If Congress really wants to stop the war, they should cut funding. That is within their Constitutional powers.
"So what does everyone think of Iran grabbing those British marines?"
I'm not a maritime lawyer or anything
but the occupation forces sending armed men to board Iranian merchant freighters seems kind of, well, provocative
if it's irony that floats your boat:
how about the irony that a big chunk of formerly Iraqi coastline (and corresponding deep water oil terminals) were awarded to Iran in the agreement that ended Iraq War I, making for a kind of "punishment boundary" on Iraq, and a source of reparation for poor beat-up-by-Saddam Iran
(no good deed goes unpunished)
the redrawn map gave Iraq a very narrow chunk of access to the gulf, smooshed in between Iran and Kuwait, a wedge, much wider across at sea than on land, and thus difficult to be certain of the border at any given point at sea
http://newsimg.bbc.co.uk/media/images/42721000/gif/_42721549_gulf_map_416x270_4.gif
looking at the map, it seems unlikely that Iranian merchant vessels would be meandering into (what's left of) Iraqi waters, and thus subject themselves to being boarded by armed troops from the belligerent occupation next door
someone's being provocative
maybe it's Iran, looking to antagonize the wishing-they-weren't-still-there Brits
maybe the coalition forces engaged in a bit of imperial we-just-called-to-say-we-loathe-you irritant actions and garnered a more-hostile-than-projected response
to make matters worse, the captured soldiers are said to now be in the custody of the Iranian revolutionary guard. With the revolutionary guard being postured as outside the Iranian-government's purview, the negotiations for release will be much more complex/prone to circle jerks than we'd like, and likely to drag on
Keeping in mind what Russ R and Mammy Nun (perceptively) have had to say in the matter it is important to note that this is not the first time that the Iranians have pulled this. Now in 04 it was something of the Foreign Office having to say "Oh, yes our lads crossed the line because of a navigational error and we're awfully sorry, old chaps. Let the boys go, and we won't do it again."
The first time "the lads" appeared to have made a mistake but this time it appears to be a deliberate provocation by Iran. Related to the UN resolution on the A-bomb? Who knows? It is nevertheless, there.
What was that old phrase? "The perfect is the enemy of the good"?
Boils down to two points: what is more important--getting out of Iraq or getting rid of pork?
Haven't noticed any US people getting killed over pork. Have noticed US people getting killed in Iraq. In my system of ethics, getting out of Iraq takes precedence.
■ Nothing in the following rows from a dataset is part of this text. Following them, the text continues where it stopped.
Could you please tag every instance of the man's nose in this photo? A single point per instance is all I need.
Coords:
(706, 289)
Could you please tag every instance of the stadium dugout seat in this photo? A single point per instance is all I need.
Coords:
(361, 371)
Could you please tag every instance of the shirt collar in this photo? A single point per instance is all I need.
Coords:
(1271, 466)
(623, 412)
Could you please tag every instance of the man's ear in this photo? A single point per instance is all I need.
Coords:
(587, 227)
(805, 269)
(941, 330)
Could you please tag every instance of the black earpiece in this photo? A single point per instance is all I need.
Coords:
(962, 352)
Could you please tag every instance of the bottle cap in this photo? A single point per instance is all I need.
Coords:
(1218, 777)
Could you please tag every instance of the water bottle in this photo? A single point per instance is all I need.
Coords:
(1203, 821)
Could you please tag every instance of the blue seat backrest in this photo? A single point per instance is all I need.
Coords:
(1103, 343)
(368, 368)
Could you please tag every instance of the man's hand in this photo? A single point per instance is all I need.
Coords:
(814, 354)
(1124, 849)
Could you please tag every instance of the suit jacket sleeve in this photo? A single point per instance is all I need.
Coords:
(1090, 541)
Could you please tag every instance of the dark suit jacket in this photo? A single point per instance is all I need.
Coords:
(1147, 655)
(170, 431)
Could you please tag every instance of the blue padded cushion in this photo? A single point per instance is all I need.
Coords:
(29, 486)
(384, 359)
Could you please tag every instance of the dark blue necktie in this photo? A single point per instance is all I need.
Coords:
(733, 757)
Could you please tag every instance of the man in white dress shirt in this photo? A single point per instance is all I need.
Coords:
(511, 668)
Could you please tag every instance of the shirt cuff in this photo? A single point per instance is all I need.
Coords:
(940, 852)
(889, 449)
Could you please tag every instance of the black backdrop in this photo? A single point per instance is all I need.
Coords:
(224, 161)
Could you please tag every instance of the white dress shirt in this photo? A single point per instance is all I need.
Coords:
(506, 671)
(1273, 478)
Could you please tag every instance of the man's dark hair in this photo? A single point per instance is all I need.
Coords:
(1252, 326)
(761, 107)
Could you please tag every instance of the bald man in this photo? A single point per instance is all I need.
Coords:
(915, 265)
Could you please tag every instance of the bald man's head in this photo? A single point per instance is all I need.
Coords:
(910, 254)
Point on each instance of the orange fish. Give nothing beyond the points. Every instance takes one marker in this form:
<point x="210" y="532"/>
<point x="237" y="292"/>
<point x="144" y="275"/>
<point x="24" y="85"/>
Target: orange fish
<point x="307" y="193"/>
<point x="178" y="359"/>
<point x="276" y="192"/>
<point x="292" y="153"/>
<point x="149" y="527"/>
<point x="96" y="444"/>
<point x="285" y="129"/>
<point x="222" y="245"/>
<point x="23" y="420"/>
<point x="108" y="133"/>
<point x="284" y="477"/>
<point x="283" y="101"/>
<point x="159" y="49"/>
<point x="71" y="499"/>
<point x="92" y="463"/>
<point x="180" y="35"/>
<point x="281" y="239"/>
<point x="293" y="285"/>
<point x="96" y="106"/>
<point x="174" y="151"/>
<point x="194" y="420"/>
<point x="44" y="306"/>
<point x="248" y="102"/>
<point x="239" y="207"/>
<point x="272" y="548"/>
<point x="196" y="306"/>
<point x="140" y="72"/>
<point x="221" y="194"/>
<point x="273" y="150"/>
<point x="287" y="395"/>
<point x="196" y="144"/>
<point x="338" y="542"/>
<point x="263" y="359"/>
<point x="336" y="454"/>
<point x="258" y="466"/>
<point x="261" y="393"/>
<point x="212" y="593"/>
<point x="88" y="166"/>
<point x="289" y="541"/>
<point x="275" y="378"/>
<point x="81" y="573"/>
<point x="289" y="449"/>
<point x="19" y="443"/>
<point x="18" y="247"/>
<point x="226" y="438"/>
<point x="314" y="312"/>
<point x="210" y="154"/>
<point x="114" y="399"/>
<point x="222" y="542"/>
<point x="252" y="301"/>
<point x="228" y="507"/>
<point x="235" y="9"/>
There are those whose priorities may differ.
I'm not itching for another quagmire, but say Iran keeps doing this shit, abducting Western soldiers, killing our troops, etc, etc, etc.
My personal wish is that Iran keeps taking overtly hostile actions like this and makes the decision an easy one.
Nothing breaks my heart more then the fact that we put the well being of Muslim civillians above that of our own troops. Had we nuked Iraq the first week it would've saved American, and yes Iraqi lives in the end.